Он зашагал навстречу, уменьшаясь по пути, обретая всё более человечные черты. Наконец его глаза, ярко-синие с хулиганистой золотинкой, оказались прямо напротив её. Он усмехнулся и абсолютно обыденным тоном заметил:
— За что люблю героев: они всегда готовы на подвиг. Спасибо от всего сердца… Если бы оно у меня было.
Склонив голову, он указал изящным пальцем на нож.
— Милая игрушка. Но неужели ты думала, что она поможет справиться со мной, с первейшим творением, вечным, возлюбленным и свободным?
Покачался с пятки на носок, надул губы и аккуратно взялся за лезвие.
— Забирай, — согласилась она. — Если так нужно.
В ладонях ангела нож мягко засветился. Рукоять потянулась, проросла в крепкое, потёртое древко. Полотно отзеркалило само себя, растолстело, заострилось с обеих сторон. Копьё повисло в воздухе, а потом вернулось к новому хозяину.
— Надо же, — пробормотал тот. — Совершенно заурядный плотник и не менее заурядный солдат… Ещё раз спасибо. Всё, иди, ты мне больше не нужна.
— Точно не нужна? —она улыбнулась и сложила руки на груди.
— А смысл? — усмешка вильнула тонкой змейкой. — Город мой. Мир — мой. Братьев, да и, кхм, сестёр ты извела. Поздравляю, конкурентов не осталось. Чего ещё желать мне, звезде нового утра? Скажи же, Лилиту!
Вместо ответа она расплела руки и потянулась к его ладоням. Он взглянул с подозрением, сделал было шаг назад… Но не успел.

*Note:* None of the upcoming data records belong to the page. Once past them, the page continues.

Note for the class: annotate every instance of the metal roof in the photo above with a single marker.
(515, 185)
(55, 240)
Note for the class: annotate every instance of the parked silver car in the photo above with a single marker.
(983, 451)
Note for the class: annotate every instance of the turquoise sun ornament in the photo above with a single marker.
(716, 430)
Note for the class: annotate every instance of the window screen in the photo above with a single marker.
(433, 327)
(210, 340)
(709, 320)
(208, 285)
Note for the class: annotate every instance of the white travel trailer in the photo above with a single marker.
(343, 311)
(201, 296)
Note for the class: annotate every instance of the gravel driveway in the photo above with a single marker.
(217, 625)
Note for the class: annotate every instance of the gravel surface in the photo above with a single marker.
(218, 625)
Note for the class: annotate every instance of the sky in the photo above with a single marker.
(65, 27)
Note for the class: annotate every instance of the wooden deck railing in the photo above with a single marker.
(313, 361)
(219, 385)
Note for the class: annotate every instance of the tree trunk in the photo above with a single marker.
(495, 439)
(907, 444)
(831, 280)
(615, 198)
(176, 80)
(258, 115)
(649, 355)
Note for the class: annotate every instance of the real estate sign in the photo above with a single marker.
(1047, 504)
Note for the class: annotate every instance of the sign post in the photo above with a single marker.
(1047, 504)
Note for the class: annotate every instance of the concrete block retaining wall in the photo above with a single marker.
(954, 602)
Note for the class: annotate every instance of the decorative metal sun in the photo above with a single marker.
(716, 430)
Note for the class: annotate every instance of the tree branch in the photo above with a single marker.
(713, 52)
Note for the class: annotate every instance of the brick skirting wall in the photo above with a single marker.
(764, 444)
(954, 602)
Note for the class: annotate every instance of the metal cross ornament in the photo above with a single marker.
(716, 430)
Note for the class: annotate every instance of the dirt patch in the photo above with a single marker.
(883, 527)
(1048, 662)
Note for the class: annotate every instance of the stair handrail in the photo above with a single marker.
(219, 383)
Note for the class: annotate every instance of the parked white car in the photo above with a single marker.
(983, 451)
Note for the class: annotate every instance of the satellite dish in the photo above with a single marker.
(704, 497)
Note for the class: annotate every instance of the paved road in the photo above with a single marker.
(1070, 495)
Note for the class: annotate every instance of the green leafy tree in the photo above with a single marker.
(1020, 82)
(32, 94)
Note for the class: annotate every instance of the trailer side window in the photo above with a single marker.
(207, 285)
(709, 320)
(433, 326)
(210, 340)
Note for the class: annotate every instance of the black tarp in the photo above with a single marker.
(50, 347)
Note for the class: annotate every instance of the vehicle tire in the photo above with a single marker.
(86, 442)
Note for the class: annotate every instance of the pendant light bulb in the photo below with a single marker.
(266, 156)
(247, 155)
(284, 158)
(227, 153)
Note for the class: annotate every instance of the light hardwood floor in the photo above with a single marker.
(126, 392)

Грязные, намозоленные пальцы с обломанными ногтями нежно взяли за крепкие запястья. Потрескавшиеся губы потянулись к высокому светлому лбу. Прижавшись всем своим измождённым телом к телу прекрасному, совершенному, идеальному, она еле слышно прошептала:
— Может, материнской любви?
Ангел замер. Потом, утратив всё своё величие, ссутулился, потускнел и обмяк. Две одинокие фигуры, стоявшие посреди площади, обхватили друг друга — так крепко, как способны только мать и сын. Копьё снова засветилось, а следом засветились и оба силуэта. Сияние набирало силу, сливалось в единое пятно, отделяло явь от нави, правду от кривды.
Потом не осталось ничего, и ничто было всем.
Она вздохнула. Перекинула копьё в левую руку, правой коснулась перьев в раскрывшихся за спиной крылах. Повела ладонью перед собой.
— Я — Лелиэль. Ночь, истина, мать. Пусть сей долгий и скорбный день завершится. Пусть во тьме наступит новое рождение. Пора отдохнуть.
Усталый город вздохнул и приник к измождённой земле. Шёл дождь, гасли пожары, с тихим шелестом кутались в сумрак руины.
И был вечер, и настала ночь. Первая за долгое, долгое время.